I scanned the full version and found this:



It's on page 247 of the pdf if you select full version here:

http://www.govtrack.us/congress/bill.xpd?bill=s110-1639

Reading that statute it seems to me that they're specifically allowing the information received through the EEVS to be used for the criminal investigation of identity theft.

You'll also notice that beginning on page 284, there's quite a bit of legislation directed at stopping identity theft.

So, if I'm reading the wrong part of the bill, direct me to the correct one, but so far this histeria about the confidentiality clause appears indistinguishable from the similarly misguided concern over death panels.

And let me be clear, if they're actually offering amnesty to identity theives, I would disagree with that clause.

Why are you quoting a Senate bill if we are discussing a hearing in front of a House subcommittee?
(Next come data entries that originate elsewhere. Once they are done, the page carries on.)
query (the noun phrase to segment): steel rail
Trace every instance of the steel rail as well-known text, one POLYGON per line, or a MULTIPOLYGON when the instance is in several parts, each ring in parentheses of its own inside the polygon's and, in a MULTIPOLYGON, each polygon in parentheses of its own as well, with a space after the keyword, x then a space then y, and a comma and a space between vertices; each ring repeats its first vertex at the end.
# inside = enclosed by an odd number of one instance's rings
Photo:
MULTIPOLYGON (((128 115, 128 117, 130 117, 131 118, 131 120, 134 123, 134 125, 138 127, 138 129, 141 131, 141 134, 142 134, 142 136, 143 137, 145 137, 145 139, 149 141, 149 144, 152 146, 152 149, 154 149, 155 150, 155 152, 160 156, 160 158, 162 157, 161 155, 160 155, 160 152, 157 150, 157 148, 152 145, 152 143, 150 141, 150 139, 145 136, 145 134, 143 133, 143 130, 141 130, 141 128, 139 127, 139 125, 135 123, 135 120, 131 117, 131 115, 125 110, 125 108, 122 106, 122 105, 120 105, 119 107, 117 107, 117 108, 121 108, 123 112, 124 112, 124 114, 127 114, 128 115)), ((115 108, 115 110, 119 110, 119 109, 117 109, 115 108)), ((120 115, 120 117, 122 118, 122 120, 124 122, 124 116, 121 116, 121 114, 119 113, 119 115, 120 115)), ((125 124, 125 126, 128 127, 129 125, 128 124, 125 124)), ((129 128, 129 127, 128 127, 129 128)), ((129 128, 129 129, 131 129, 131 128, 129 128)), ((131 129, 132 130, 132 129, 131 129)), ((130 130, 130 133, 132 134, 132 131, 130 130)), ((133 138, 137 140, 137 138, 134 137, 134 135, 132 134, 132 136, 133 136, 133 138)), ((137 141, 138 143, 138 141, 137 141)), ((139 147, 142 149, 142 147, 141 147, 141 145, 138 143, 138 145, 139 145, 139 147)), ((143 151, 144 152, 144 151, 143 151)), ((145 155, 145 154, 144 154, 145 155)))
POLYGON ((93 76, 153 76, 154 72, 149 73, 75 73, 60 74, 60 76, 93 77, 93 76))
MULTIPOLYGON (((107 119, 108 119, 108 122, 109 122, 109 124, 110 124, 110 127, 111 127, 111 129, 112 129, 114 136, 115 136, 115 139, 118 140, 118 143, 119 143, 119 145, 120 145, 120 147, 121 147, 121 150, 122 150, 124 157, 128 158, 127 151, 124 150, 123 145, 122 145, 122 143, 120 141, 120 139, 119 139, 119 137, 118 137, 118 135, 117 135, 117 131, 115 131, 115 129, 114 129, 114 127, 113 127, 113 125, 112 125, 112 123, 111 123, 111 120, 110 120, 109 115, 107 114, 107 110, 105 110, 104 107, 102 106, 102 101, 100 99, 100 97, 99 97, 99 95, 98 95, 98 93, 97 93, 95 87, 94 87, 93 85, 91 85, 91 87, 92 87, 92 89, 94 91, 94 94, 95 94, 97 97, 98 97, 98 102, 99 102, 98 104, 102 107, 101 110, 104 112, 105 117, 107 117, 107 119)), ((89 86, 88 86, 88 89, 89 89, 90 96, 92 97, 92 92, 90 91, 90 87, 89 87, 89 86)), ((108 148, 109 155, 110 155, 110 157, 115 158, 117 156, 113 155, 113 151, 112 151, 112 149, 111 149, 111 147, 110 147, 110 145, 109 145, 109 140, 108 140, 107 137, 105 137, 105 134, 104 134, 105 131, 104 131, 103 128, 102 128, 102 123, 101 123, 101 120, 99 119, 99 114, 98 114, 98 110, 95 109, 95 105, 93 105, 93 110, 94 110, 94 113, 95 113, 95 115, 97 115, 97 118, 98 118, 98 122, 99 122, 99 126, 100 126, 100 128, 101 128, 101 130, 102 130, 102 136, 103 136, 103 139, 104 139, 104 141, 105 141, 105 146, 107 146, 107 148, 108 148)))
I have already told you that the relevant bill is HR 2414, try to keep up. The portion granting amnesty is section 111 of HR 2414. (BTW, it is also section 620 of the Senate bill you mistakenly refer to.)

Again, it seems we both disagree with the AgJobs bill and agree that it should be voted down, or die in committee.
 
Why are you quoting a Senate bill if we are discussing a hearing in front of a House subcommittee? I have already told you that the relevant bill is HR 2414, try to keep up. The portion granting amnesty is section 111 of HR 2414. (BTW, it is also section 620 of the Senate bill you mistakenly refer to.)
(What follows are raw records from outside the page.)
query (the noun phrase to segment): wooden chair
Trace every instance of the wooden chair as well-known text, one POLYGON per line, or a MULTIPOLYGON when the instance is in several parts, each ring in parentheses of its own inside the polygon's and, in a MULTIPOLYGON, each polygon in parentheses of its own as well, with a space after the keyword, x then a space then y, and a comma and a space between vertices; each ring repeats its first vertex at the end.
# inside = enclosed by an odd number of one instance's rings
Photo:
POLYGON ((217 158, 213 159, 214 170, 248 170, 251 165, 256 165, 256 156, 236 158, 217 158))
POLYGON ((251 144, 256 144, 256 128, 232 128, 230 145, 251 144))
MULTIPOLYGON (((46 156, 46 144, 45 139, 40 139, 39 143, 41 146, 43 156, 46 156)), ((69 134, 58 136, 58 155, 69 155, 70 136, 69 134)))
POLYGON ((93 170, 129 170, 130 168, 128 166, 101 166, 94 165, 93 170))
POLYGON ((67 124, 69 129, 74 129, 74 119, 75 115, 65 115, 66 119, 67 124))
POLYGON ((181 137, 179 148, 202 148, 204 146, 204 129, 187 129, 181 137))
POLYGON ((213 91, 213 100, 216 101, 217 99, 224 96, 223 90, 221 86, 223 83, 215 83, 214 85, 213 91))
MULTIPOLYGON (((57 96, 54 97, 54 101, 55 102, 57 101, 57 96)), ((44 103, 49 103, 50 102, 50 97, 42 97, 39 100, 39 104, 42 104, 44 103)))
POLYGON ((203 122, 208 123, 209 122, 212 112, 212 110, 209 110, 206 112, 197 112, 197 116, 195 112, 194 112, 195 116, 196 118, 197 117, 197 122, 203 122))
Again, it seems we both disagree with the AgJobs bill and agree that it should be voted down, or die in committee.

The bill can be amended and it will have to be merged with the senate bill anyway, but I'm still not convinced about your interpretation.

Here's the relevant portion:

...by striking ‘‘1990.’’ and inserting ‘‘1990, or in the case of an alien described in subparagraph (D), if such conduct is alleged to have occurred before the date on which the alien was granted blue card status.’’.
http://www.govtrack.us/congress/billtext.xpd?bill=h111-2414

It refers back to 42 U.S.C. 408(e)(1), the Social Security Act, this is the section to be modified:

...(C) who is granted special immigrant status under section1101(a)(27)(I) of title 8, shall not be subject to prosecution for any alleged conduct described in paragraph (6) or (7) of subsection (a) of this section if such conduct is alleged to have occurred prior to 60 days after November 5, 1990.
http://codes.lp.findlaw.com/uscode/42/7/II/408

Basically, AFTER someone is approved for a blue card, they will receive immunity for violating these sections of the social security act:

(6) willfully, knowingly, and with intent to deceive the
Commissioner of Social Security as to his true identity (or the
true identity of any other person) furnishes or causes to be
furnished false information to the Commissioner of Social
Security with respect to any information required by the
Commissioner of Social Security in connection with the
establishment and maintenance of the records provided for in
section 405(c)(2) of this title; or
(7) for the purpose of causing an increase in any payment
authorized under this subchapter (or any other program financed
in whole or in part from Federal funds), or for the purpose of
causing a payment under this subchapter (or any such other
program) to be made when no payment is authorized thereunder, or
for the purpose of obtaining (for himself or any other person)
any payment or any other benefit to which he (or such other
person) is not entitled, or for the purpose of obtaining anything
of value from any person, or for any other purpose -

That's not amnesty for identity thefts. They can deny such people blue cards in the application phase. Basically this will allow officials to separate people who engaged in some level of fraud necessitated by their illegal status from actual identity thefts.

There are degrees of Social Security fraud, and they don't want to treat someone who signed a false number to keep working the same as someone using social security numbers to set up credit cards and take identities.

It's really not a big deal and perfectly logical given the population this bill is aimed at.